Berita Sanggar Rebung Cendani
Minggu, 24 Oktober 2010
Joy of Sharing.....
Bale Baca – Sanggar Rebung Cendani terletak di pelosok kota Depok. Dirintis pada tahun 2002 oleh Josep Budisantoso (Mas Budi demikian kami panggil) bersama dengan beberapa orang kawannya. Menempati sebuah rumah sewaan yang kecil namun cukup asri karena dikelilingi oleh banyak tanaman peliharaan Mas Budi, Bale Baca terlihat ramah menyambut setiap orang yang datang ke sana.
Saat kami datang, anak-anak sedang asik bermain, terlihat ceria sekali suasananya. Awalnya malu-malu, namun tak lama kemudian buku-buku yang kami bawa, yaitu sumbangan dari anggota Vidya Sanggraha (http://www.facebook.com/group.php?gid=52909076351), langsung dibongkar dan dibaca beramai-ramai. Sungguh sangat mengharukan melihat antusiasme mereka dan kami benar-benar senang bisa menyaksikan keceriaan seperti itu.

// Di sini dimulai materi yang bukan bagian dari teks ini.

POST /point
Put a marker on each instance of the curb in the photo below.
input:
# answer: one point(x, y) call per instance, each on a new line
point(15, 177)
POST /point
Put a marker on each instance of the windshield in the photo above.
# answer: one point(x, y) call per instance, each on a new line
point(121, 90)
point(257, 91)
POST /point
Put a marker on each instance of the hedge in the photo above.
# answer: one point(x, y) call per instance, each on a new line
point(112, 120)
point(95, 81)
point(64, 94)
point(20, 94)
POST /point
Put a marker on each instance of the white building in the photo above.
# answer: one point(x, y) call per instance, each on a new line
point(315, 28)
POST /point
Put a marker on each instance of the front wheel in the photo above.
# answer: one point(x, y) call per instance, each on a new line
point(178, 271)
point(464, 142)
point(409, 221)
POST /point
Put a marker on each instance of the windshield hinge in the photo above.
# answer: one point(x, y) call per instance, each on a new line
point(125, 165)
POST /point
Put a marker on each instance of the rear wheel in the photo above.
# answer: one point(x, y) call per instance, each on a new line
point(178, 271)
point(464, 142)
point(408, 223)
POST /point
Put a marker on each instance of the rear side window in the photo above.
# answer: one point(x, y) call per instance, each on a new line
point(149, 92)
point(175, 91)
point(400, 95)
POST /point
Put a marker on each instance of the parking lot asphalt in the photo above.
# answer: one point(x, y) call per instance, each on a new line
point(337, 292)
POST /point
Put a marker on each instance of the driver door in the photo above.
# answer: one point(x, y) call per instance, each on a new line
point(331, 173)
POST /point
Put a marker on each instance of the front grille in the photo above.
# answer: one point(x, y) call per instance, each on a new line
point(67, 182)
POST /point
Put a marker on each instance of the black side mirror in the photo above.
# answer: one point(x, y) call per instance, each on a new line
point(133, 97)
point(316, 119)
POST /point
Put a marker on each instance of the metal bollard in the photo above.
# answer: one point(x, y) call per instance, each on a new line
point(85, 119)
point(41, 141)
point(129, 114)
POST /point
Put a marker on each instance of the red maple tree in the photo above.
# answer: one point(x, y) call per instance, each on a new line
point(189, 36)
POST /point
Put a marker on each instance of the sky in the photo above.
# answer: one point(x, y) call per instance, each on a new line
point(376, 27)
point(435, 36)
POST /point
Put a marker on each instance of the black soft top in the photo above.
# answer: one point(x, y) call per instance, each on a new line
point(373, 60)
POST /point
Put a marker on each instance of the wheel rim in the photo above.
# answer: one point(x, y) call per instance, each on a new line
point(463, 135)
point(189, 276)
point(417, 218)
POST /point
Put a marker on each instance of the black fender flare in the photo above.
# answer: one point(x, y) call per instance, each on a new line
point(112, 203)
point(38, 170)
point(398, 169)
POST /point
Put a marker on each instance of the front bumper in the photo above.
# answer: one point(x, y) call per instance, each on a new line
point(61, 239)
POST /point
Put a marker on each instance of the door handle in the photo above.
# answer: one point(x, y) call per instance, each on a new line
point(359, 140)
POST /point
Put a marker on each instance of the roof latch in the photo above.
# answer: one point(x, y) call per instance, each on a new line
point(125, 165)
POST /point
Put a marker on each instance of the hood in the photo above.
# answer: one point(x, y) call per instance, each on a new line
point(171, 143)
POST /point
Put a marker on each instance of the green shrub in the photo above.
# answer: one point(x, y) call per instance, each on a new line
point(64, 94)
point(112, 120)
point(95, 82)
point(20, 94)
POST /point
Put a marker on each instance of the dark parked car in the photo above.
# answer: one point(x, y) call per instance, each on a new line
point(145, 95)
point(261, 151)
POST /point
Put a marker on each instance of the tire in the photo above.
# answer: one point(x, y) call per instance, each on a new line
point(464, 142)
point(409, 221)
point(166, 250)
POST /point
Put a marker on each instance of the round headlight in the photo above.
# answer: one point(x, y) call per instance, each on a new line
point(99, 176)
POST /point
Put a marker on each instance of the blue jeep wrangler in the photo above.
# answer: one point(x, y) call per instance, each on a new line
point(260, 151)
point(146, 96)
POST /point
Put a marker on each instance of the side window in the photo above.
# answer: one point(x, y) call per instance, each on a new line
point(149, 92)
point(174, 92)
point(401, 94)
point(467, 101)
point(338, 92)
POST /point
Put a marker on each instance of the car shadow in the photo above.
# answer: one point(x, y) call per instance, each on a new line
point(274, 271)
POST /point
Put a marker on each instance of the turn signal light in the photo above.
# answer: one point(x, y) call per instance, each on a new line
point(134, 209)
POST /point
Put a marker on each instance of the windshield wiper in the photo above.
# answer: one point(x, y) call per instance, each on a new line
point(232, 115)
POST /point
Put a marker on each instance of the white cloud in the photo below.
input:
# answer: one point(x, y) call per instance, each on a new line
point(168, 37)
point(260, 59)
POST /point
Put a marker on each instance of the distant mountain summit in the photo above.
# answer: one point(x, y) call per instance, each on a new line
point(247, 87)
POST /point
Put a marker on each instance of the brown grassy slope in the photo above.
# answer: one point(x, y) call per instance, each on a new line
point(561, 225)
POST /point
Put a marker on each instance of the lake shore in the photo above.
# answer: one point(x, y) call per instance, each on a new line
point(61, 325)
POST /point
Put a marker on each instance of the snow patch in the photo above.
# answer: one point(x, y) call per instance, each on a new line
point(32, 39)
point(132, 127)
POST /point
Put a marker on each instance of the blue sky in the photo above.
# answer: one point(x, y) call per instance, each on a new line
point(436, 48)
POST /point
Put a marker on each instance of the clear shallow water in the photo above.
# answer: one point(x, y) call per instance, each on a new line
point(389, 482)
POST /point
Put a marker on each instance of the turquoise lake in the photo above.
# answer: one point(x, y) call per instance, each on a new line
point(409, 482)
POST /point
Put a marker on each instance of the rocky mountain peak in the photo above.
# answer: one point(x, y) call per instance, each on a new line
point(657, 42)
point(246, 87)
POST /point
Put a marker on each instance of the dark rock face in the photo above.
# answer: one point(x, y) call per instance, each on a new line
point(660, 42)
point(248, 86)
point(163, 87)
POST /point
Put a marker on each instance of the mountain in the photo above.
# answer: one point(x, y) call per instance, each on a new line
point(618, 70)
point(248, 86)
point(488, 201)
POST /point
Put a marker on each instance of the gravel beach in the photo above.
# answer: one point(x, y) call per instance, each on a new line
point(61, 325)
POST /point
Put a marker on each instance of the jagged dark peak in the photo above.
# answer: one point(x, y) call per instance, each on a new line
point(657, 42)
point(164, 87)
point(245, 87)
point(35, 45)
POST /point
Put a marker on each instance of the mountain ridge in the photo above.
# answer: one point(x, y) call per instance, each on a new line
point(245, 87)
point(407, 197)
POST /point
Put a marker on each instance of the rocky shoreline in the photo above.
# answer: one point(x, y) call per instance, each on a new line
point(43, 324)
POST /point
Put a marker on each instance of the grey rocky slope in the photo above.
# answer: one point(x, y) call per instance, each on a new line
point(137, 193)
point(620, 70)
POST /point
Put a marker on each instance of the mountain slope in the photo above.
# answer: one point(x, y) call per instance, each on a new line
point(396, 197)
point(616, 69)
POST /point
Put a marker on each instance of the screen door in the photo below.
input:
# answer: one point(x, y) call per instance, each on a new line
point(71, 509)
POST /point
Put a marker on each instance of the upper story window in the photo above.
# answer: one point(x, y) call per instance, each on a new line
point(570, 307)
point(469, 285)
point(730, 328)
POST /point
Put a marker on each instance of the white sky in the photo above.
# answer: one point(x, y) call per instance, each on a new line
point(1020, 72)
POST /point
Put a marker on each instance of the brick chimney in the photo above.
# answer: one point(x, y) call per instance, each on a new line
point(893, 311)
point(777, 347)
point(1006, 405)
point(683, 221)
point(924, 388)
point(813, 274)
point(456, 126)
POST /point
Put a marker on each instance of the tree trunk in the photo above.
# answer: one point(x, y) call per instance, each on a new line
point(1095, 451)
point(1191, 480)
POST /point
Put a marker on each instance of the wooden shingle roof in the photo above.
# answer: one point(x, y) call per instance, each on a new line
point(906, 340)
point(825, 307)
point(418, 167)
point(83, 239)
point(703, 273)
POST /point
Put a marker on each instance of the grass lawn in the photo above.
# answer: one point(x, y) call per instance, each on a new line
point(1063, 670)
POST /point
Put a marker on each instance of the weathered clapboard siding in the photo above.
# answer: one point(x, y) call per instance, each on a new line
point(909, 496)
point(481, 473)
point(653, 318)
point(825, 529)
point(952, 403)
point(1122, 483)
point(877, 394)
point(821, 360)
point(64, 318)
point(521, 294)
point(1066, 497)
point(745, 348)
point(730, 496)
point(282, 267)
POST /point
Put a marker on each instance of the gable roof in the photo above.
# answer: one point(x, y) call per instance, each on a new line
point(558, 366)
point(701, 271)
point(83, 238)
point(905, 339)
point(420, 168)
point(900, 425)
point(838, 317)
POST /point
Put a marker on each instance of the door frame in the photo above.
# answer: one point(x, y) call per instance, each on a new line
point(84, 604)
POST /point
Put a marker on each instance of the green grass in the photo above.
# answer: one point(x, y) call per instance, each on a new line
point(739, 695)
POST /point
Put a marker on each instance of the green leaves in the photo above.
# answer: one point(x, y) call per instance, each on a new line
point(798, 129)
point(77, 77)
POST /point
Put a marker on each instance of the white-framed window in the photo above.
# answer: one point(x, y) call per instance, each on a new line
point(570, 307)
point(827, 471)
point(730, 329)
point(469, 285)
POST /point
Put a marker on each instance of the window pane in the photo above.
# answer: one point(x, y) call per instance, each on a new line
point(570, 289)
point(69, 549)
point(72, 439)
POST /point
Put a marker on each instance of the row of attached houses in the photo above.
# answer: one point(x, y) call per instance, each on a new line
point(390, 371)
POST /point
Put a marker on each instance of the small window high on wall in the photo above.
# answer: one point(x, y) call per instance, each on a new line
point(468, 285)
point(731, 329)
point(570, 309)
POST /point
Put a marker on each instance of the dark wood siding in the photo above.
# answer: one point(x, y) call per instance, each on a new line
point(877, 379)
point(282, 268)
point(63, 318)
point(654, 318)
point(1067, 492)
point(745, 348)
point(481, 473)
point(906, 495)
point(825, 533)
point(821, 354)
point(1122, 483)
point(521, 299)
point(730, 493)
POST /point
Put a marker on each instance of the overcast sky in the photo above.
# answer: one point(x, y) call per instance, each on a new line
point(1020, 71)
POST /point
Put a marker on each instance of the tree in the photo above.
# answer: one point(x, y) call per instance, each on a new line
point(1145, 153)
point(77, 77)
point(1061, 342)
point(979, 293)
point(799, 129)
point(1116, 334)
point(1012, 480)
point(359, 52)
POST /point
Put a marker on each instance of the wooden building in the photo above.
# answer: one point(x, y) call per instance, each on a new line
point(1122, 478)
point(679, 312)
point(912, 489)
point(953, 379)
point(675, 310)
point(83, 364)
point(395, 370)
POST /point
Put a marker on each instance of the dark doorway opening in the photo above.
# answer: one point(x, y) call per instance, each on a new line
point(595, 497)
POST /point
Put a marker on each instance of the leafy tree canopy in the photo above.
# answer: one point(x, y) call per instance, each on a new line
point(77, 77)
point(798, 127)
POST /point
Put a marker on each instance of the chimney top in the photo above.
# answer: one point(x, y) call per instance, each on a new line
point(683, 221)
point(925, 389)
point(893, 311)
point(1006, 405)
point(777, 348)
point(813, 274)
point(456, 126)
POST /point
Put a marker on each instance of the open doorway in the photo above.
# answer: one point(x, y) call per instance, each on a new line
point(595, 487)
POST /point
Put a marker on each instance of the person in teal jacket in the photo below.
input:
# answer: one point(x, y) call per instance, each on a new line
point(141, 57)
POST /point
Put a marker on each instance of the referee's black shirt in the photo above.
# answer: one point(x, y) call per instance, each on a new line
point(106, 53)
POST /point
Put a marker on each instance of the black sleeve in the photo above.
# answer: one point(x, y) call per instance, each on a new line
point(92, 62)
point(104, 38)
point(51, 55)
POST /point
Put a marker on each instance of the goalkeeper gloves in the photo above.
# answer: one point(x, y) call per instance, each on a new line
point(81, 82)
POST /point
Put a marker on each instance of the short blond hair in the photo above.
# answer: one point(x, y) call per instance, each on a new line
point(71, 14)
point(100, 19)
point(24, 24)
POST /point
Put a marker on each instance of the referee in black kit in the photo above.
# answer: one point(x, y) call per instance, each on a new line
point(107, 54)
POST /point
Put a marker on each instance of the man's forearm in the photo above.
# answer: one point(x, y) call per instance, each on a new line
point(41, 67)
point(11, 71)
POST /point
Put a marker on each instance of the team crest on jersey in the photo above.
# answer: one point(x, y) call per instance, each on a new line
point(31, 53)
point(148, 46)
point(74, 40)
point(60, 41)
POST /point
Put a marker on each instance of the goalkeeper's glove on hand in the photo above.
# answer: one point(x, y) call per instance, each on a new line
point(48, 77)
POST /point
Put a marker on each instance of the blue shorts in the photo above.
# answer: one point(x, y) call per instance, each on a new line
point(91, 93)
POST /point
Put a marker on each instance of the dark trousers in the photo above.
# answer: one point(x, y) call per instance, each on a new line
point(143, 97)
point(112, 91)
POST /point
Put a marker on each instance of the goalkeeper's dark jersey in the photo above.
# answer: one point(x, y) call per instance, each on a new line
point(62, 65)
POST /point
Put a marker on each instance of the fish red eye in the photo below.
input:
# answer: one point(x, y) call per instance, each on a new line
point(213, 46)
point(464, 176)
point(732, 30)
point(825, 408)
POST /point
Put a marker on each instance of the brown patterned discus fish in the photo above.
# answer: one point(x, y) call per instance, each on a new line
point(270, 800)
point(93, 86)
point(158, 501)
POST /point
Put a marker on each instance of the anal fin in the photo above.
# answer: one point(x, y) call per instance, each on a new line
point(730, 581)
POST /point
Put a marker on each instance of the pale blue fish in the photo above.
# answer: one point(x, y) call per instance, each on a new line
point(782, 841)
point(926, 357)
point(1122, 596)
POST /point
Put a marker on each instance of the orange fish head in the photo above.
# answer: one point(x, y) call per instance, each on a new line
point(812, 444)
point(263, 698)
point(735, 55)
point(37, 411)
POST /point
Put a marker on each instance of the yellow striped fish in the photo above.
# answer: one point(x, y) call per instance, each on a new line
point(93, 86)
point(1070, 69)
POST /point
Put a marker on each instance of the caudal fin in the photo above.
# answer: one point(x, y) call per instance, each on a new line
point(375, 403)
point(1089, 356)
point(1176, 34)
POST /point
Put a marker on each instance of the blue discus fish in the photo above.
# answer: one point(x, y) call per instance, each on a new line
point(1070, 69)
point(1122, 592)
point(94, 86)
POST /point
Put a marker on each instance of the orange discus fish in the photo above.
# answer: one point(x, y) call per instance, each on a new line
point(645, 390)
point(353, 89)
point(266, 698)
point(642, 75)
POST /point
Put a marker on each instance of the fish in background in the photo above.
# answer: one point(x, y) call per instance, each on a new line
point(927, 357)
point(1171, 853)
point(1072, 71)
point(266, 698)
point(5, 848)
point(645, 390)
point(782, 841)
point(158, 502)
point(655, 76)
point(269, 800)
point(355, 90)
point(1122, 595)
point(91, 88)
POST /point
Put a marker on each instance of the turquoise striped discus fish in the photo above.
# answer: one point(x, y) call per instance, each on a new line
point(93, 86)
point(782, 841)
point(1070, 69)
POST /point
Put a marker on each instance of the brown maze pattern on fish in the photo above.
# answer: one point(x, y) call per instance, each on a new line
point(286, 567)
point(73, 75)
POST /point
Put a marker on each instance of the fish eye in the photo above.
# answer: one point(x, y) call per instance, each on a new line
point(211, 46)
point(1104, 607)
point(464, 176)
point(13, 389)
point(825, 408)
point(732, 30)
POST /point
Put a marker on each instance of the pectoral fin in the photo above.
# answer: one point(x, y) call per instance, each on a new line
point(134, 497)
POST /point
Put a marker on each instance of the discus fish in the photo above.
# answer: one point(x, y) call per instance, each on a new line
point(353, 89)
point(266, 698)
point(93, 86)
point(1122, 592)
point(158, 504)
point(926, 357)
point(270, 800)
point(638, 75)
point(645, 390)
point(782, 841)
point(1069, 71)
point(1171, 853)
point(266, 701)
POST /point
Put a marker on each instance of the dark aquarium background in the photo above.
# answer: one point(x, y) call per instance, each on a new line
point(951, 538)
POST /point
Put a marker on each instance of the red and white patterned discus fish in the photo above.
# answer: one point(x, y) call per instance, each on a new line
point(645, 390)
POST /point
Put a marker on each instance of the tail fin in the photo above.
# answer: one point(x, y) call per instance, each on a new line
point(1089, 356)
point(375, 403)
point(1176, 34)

Rata-rata 15-20 anak usia SD datang ke situ setiap harinya untuk bermain dan membaca buku. Mereka datang dari lingkungan sekitar, bahkan ada yang sampai berjalan kaki 5 km jauhnya untuk bisa ke situ. Sebetulnya animo membaca juga ada pada anak SMP dan SMA, namun karena tempatnya kecil maka terpaksa dibatasi.
Selain Mas Budi, ada seorang anak asuh yang dibiayai sekolahnya oleh Sanggar yang tinggal di situ. Daru namanya, bertugas membantu anak-anak tersebut dalam belajar membaca. Banyak anak yang tidak bisa menikmati sekolah TK karena mahalnya biaya, mulai belajar membaca di situ. Dan setiap akhir pekan, Bale Baca kedatangan relawan yang juga membantu membimbing mereka, mulai dari belajar menggambar sampai bahasa mandarin.
Untuk ke depannya, Mas Budi dkk bercita-cita mendirikan lagi bale baca sejenis di tempat-tempat yang lebih jauh lokasinya dan juga kalau ada dana yang cukup ingin mengusahakan mobil sebagai perpustakaan keliling supaya bisa menjangkau lebih banyak lagi anak-anak di pelosok. Masih banyak dibutuhkan buku-buku dan juga dana untuk bisa menyewa rumah yang lebih besar, sehingga bisa menampung anak lebih banyak lagi. Sungguh suatu cita-cita yang mulia yang harus kita dukung, sebagai peran serta kita dalam membantu mencerdaskan bangsa.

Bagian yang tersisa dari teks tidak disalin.